Des études ont montré que la qualité du sperme se détériore avec l'âge, à la fois en termes de nombre de spermatozoïdes, de mobilité et de pourcentage de spermatozoïdes normaux.

Bien que, contrairement aux ovules, les spermatozoïdes se régénèrent tous les deux ou trois mois, la détérioration de la qualité peut être due à des dommages de l'ADN, à des toxines environnementales et à une diminution des hormones.

Que doivent donc faire les couples âgés de 35 à 40 ans ?

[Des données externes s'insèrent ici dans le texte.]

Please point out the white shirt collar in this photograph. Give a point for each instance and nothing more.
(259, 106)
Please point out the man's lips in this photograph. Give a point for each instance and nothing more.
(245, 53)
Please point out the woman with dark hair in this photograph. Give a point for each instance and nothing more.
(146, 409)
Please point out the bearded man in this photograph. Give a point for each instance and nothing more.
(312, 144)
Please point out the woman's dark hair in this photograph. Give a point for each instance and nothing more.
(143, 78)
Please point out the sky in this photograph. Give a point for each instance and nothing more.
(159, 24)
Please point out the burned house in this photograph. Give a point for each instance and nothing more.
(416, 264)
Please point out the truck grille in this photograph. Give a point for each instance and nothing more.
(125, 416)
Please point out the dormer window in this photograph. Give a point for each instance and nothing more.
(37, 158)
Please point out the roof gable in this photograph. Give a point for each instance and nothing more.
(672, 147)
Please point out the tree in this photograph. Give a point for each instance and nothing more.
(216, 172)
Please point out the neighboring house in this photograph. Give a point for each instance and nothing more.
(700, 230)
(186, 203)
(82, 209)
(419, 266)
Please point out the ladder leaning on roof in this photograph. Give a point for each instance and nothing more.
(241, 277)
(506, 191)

Selon les experts, lors d'une fécondation in vitro (fécondation dans une éprouvette), l'utilisation d'ovules plus jeunes, congelés ou donnés, atténue considérablement l'impact de l'âge de la mère sur la réussite de l'accouchement d'un bébé vivant à un âge plus avancé.

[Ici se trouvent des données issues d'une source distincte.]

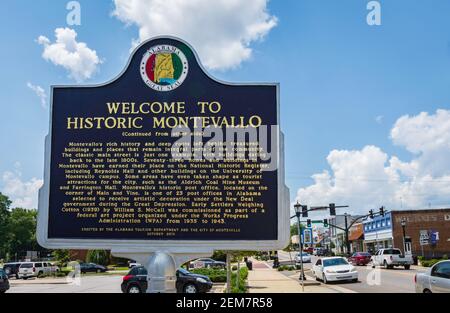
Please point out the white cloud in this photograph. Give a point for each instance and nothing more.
(76, 57)
(369, 178)
(222, 31)
(22, 193)
(40, 92)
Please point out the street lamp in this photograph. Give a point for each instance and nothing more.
(403, 223)
(298, 211)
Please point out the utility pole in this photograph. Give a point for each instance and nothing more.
(228, 272)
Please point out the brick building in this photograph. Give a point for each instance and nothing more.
(434, 225)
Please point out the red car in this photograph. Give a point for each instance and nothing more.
(360, 258)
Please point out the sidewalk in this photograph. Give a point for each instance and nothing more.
(264, 279)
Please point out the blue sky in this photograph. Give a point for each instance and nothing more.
(337, 74)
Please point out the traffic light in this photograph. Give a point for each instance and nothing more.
(332, 209)
(304, 211)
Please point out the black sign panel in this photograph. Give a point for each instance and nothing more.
(112, 171)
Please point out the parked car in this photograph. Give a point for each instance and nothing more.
(435, 280)
(34, 269)
(4, 282)
(334, 269)
(306, 258)
(92, 268)
(319, 251)
(12, 269)
(207, 263)
(390, 258)
(54, 268)
(360, 258)
(136, 281)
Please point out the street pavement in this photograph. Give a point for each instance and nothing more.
(377, 280)
(87, 284)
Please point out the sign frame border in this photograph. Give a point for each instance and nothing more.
(173, 246)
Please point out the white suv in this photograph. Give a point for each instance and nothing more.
(34, 269)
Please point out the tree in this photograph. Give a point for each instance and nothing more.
(5, 203)
(101, 257)
(62, 257)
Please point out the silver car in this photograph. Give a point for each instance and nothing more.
(435, 280)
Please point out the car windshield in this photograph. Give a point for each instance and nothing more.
(183, 271)
(334, 262)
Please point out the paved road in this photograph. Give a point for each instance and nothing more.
(371, 280)
(94, 284)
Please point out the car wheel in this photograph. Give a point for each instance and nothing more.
(190, 288)
(134, 289)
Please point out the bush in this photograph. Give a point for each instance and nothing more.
(216, 275)
(241, 287)
(219, 256)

C'est pourquoi de nombreux experts dans ce domaine recommandent la congélation d'ovules si une femme souhaite préserver sa fertilité et peut se permettre le processus. Toutefois, chaque patiente doit également peser les coûts et les avantages, précise M. Kasaven.

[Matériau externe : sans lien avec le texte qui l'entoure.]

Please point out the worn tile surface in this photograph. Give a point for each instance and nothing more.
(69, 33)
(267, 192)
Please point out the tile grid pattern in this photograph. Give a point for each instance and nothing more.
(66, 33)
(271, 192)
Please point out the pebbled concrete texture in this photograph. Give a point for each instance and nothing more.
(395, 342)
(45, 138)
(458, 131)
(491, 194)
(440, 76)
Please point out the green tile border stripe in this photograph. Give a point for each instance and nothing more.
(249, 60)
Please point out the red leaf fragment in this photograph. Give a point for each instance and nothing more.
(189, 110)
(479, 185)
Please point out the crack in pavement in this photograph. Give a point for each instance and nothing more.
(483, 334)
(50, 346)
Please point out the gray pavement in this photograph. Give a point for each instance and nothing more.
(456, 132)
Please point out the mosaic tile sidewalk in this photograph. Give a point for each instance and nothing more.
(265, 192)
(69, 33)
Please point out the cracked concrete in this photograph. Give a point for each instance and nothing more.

Si vous faites congeler vos ovules dans la vingtaine, ce n'est pas rentable", dit-elle, "car de nombreuses femmes ont encore beaucoup de temps pour tomber enceintes naturellement".

Les études qui ont tenté de déterminer l'âge moyen le plus rentable pour une femme de congeler ses ovules ont montré qu'il se situait autour de 35 ans.

Lorsque Pinborg reçoit une patiente qui souhaite devenir mère mais qui n'a pas encore rencontré de partenaire avec qui elle aimerait avoir un enfant, le médecin commence par lui poser une question simple.

"Lorsqu'une femme célibataire arrive, je lui demande toujours : "Comment voyez-vous votre vie ? Vous voyez-vous avec un enfant ?"

Si la femme répond : "Je ne vois pas ma vie sans enfant, ça a toujours été mon rêve", je lui dis de penser à tomber enceinte avant l'âge de 40 ans. Peut-être utiliser le sperme d'un donneur lorsqu'elle aura 37-38 ans".

"Il y a tant de façons de fonder une famille aujourd'hui", affirme Mme Pinborg.